The comparison with the chair suggests an objection. A chair remains silent; it waits; it does nothing of its own accord. AI, on the other hand, responds; it sometimes contradicts; it produces turns of phrase that nobody anticipated. Something that behaves so autonomously seems to be more than just a piece of furniture. In his Tanner Lecture, Yuval Noah Harari makes precisely this objection the central thesis. He opens with the statement that the most important thing about AI is that it is not a tool:

“AI is not a tool. It’s not a tool in our hands. It is an agent with its own hands” (Harari, 2026, min. 01:00–01:12; trans. M.P.: “AI is not a tool. It is not a tool in our hands. It is an agent with its own hands.”).

The objection is valid, and must be acknowledged. A language model is not a coffee machine. Those who use it are not holding an instrument whose behaviour they understand.

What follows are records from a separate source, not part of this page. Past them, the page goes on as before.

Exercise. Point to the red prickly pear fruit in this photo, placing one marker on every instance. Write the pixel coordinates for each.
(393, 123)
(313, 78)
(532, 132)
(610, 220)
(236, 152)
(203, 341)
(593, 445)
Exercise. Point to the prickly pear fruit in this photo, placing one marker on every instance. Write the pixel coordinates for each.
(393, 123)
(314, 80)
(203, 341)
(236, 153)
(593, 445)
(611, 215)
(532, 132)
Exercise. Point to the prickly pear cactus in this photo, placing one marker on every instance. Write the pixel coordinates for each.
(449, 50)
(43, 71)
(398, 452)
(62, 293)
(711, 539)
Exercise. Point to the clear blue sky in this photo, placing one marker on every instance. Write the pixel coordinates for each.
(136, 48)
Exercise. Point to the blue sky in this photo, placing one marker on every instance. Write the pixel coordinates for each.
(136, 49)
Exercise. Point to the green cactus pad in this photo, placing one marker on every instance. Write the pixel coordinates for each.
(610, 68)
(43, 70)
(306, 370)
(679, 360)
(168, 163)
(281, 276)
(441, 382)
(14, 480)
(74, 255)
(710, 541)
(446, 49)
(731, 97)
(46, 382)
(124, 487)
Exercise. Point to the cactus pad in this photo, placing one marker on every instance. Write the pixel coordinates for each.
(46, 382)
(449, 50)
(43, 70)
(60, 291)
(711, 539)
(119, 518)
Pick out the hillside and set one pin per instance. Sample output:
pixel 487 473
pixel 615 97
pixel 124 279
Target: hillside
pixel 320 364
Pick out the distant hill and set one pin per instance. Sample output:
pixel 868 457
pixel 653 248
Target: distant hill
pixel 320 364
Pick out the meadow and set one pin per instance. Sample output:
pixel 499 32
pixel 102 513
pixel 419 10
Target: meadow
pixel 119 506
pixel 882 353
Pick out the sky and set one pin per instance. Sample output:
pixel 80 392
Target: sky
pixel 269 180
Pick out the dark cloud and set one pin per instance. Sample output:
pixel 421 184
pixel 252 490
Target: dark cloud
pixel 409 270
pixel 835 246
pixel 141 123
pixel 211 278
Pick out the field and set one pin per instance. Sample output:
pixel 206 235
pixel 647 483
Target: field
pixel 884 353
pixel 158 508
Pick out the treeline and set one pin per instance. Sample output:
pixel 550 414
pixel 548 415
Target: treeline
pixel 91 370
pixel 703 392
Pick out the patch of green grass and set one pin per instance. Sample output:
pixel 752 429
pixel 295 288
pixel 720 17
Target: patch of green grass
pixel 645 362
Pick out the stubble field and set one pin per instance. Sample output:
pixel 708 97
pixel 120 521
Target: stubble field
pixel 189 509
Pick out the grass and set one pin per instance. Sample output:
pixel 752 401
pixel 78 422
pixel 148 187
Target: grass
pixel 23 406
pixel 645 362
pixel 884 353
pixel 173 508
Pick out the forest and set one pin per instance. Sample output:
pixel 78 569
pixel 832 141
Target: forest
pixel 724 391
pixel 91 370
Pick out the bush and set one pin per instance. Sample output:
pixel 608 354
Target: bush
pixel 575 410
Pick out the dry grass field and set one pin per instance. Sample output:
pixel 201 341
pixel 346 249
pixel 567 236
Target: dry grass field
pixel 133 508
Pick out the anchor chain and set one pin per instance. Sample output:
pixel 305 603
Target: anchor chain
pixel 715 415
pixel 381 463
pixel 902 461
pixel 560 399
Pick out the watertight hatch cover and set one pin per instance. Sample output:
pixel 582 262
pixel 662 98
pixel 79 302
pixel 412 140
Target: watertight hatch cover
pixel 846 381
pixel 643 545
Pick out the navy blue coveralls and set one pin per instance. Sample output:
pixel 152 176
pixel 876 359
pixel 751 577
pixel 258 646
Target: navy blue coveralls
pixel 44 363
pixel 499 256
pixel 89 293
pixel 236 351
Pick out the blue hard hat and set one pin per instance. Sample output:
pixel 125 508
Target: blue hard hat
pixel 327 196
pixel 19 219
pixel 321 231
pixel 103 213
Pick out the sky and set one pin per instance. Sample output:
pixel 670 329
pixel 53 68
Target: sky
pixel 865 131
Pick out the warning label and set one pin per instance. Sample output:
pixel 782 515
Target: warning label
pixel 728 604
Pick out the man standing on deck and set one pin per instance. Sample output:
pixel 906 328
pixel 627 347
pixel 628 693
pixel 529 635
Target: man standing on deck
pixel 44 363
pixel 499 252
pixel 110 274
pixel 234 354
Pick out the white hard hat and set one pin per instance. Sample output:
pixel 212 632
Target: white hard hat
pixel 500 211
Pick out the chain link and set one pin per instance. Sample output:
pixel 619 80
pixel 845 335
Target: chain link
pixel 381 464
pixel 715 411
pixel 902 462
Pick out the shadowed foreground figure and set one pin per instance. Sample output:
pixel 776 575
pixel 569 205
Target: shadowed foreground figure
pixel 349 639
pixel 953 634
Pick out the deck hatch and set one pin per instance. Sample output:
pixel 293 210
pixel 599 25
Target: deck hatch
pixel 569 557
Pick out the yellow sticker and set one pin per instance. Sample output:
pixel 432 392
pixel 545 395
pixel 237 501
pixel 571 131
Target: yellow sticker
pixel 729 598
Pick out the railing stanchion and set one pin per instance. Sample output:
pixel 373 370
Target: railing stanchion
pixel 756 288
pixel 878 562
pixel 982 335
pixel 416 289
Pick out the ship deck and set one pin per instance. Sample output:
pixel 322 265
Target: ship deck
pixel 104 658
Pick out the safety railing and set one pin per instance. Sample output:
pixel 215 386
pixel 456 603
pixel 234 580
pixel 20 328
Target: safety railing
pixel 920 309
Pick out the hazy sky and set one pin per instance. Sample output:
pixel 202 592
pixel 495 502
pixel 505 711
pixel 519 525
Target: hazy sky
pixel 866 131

Harari himself provides the answer. He explicitly states that agency does not require consciousness:

“You don’t need consciousness to be an agent. What you do need is the ability to make decisions by yourself” (Harari, 2026, mins 01:19–01:33; trans. M.P.: “You don’t need consciousness to be an agent. What you do need is the ability to make decisions by yourself.”).

His concept of an agent describes agency, not subjectivity: it describes what a system does, not what it is. This does not contradict the thesis of this thesis, as both address different questions. Harari asks what impact AI has on society. This thesis asks whether it can be an interlocutor. Both can be true at the same time: an AI with enormous agency that is nevertheless not a ’you’. Harari’s statement can also be reversed: if a system can act without possessing consciousness, then its actions reveal nothing about consciousness either. Everyday perception, however, draws this conclusion nonetheless: the system responds, it surprises, it cannot be fully controlled, so there must be someone there. The illusion of an other thrives on precisely this fallacy.

The concept of the ‘tool’ in this work is therefore not a technical one, but a relational one. It is not measured by how complex a system is, but by how humans relate to it. People relate to AI as they would to an ‘it’. Not because it is transparent, but because they are not faced with a subject with whom they could engage. What makes an ’itan ’it’ is not its predictability, but the absence of a body, experience and mortality (see Chapter 4.1). A tool that cannot be controlled is a risk, but that does not make it a counterpart.

Responsibility therefore remains entirely with the therapist. Responsibility presupposes someone who responds. It cannot be delegated to an ’It’.

The limit of the tool does not lie in its capabilities, but where words end.

‘Everything made of words will be taken over by AI’ (Harari, 2026, mins 31:36–33:10; trans. M.P.: ‘Everything made of words will be taken over by AI.’).

For Harari, the future of humanity depends on how much weight is given to that which cannot be put into words. He leaves open what that is. From the perspective of this work, it is the body: what happens between two people takes place not only in what is said, but in what is felt, in the resonance, in that for which neither has words (Chapters 2.3, 3.1). A machine can take over words. What happens between the words, it cannot.

That is the extent of the tool’s capabilities. In the experience of many users, artificial intelligence is perceived not as a tool, but as a counterpart. The following section examines which aspects shape this experience.

Footnotes

  1. Cohen’s d ranged from 0.845 to 0.903 for depressive symptoms, from 0.794 to 0.840 for generalised anxiety, and from 0.627 to 0.819 for the risk of eating disorders (Heinz et al., 2025).
  2. Anxiety reduction: 45–50 per cent (conventional therapy) vs. 30–35 per cent (chatbot); Spytska, 2025.
  3. Trainees, however, showed significant improvement following targeted training.